FAA states the controller requested assistance from the Southwest aircraft to check on the Cirrus after it was out of radio contact for over an hour.

The Cirrus was on course for Kissimmee, Florida maintaining an altitude of 11,000ft (3,352m), says FAA, with air traffic controllers at the Jacksonville centre repeatedly trying to reach the aircraft without success.

Southwest Flight 821 was ten miles in trail of the Cirrus at 12,000ft, en route to Orlando, says FAA.

The controller, a supervisor, asked the Southwest crew to check the cockpit of the Cirrus. The crew agreed, was directed toward the aircraft and reported two people present in the SR22 cockpit.

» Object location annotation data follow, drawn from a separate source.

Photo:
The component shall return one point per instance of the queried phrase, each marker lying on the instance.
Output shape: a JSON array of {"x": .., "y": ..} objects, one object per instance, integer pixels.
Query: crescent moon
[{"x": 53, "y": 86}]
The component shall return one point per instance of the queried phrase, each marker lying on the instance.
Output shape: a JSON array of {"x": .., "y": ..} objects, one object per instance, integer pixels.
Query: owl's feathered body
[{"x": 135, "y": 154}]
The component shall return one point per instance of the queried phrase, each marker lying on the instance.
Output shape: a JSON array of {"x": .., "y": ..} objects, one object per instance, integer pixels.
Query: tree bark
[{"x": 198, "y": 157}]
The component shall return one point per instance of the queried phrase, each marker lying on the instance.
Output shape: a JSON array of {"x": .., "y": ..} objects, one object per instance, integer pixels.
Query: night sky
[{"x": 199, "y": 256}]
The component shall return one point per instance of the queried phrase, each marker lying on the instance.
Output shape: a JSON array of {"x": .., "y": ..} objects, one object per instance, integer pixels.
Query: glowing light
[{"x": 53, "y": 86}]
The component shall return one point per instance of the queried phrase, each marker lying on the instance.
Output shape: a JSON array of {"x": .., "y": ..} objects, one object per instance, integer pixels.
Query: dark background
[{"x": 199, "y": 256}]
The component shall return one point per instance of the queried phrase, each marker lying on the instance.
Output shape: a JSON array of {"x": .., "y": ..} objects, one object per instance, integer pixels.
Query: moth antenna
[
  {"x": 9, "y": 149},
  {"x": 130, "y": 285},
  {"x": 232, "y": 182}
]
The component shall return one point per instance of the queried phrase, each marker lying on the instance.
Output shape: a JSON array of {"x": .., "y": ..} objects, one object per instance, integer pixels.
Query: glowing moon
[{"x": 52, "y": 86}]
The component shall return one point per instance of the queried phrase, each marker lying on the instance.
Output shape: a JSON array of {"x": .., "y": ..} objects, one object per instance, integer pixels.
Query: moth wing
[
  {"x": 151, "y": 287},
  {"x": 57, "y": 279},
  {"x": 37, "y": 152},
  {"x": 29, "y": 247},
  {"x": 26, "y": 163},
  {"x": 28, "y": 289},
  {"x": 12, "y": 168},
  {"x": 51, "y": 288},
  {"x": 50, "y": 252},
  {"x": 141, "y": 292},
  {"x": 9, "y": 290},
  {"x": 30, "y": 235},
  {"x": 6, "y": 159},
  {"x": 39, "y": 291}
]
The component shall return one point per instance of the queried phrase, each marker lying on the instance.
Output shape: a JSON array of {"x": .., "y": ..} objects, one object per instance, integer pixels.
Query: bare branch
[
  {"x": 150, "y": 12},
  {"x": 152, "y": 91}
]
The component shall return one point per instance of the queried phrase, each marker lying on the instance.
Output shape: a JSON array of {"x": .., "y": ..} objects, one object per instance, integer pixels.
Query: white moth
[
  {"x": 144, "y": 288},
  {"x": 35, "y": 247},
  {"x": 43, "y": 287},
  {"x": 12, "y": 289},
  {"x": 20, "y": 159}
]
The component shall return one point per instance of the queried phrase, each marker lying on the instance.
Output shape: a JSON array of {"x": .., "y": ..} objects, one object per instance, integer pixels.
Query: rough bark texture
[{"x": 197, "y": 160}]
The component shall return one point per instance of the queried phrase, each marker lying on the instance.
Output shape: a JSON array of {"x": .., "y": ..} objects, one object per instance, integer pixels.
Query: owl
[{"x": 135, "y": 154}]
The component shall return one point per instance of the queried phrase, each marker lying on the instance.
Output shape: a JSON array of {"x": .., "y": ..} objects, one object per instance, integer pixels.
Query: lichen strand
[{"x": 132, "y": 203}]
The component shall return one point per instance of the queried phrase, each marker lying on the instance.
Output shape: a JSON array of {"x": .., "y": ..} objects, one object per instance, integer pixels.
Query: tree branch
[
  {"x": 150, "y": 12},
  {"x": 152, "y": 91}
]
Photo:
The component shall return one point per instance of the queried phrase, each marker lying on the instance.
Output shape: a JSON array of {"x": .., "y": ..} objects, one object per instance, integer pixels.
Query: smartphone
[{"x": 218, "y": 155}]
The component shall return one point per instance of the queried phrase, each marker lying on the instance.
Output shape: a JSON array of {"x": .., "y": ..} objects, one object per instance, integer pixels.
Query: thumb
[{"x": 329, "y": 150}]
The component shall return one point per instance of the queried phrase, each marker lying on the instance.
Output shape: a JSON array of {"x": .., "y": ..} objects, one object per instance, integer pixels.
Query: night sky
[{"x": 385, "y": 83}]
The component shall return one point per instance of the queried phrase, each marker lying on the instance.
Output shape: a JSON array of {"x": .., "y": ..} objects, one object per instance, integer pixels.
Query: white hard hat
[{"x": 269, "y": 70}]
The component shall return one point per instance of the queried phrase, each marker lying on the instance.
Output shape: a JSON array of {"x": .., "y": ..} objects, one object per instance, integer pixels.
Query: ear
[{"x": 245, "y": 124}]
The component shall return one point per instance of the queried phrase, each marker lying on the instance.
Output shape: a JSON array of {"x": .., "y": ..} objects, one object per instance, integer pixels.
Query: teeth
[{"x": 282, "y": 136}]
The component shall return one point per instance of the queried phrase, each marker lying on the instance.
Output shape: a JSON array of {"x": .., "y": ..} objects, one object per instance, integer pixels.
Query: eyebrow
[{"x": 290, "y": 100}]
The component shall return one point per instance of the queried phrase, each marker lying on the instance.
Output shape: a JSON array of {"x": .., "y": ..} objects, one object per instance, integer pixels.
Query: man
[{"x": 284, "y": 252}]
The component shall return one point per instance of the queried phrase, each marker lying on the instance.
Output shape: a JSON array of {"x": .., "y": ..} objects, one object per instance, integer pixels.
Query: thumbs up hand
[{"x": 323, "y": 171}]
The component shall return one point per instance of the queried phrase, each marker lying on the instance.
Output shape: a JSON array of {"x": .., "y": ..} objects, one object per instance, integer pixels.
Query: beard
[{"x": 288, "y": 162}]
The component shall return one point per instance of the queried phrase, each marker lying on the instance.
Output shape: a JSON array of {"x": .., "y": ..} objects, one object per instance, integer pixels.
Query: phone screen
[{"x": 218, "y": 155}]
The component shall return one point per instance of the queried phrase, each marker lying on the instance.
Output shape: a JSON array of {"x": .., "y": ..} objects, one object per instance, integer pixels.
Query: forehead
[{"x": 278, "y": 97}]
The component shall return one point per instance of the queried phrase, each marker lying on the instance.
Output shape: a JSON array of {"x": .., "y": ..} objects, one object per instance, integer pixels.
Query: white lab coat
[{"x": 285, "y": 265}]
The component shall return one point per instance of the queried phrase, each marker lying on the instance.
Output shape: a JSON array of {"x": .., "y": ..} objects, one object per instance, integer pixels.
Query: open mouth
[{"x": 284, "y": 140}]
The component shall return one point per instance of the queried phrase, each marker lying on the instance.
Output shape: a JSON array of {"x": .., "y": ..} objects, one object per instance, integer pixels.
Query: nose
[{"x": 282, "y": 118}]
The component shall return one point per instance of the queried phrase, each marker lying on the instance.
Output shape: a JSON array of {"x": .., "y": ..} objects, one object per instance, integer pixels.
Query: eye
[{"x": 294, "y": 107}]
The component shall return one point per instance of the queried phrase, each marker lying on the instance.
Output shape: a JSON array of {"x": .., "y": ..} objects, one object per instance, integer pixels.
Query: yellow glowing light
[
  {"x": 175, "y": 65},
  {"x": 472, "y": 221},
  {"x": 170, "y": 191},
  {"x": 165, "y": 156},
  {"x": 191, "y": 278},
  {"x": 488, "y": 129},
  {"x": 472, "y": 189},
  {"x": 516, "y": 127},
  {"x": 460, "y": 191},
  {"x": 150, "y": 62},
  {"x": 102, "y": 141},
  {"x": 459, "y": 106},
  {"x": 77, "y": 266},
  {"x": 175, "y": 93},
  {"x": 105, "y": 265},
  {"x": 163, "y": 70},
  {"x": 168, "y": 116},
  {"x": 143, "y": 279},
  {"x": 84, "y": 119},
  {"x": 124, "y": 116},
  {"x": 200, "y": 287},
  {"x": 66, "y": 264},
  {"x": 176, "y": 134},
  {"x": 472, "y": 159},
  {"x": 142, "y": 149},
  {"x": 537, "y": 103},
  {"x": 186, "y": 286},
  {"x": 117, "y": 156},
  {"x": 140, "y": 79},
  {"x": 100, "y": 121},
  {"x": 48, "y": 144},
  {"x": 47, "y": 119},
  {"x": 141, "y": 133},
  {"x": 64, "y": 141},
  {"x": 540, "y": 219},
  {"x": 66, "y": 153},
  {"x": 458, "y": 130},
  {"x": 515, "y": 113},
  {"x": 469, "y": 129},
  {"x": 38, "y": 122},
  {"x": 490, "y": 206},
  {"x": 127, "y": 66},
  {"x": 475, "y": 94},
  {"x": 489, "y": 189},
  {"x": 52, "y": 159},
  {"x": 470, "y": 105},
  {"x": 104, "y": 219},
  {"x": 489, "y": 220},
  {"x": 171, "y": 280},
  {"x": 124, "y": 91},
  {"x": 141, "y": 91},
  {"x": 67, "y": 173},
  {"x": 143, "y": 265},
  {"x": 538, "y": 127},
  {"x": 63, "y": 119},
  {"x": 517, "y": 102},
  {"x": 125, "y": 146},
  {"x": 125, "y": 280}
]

Afterwards, the Southwest 737 was turned away from the Cirrus, and vectored for its arrival at Orlando International airport.

Roughly 30 seconds later the Cirrus contacted Jacksonville centre and communicated its current frequency. Both aircraft landed safely.

"Preliminary information indicates that there was a loss of required separation between the two aircraft. The FAA has suspended the air traffic controller," the agency says.

FAA states it is reviewing air traffic procedures used in the incident.

"By placing this passenger aircraft in close proximity to another plane, the air traffic controller compromised the safety of everyone involved. This incident was totally inappropriate," says FAA Administrator Randy Babbitt.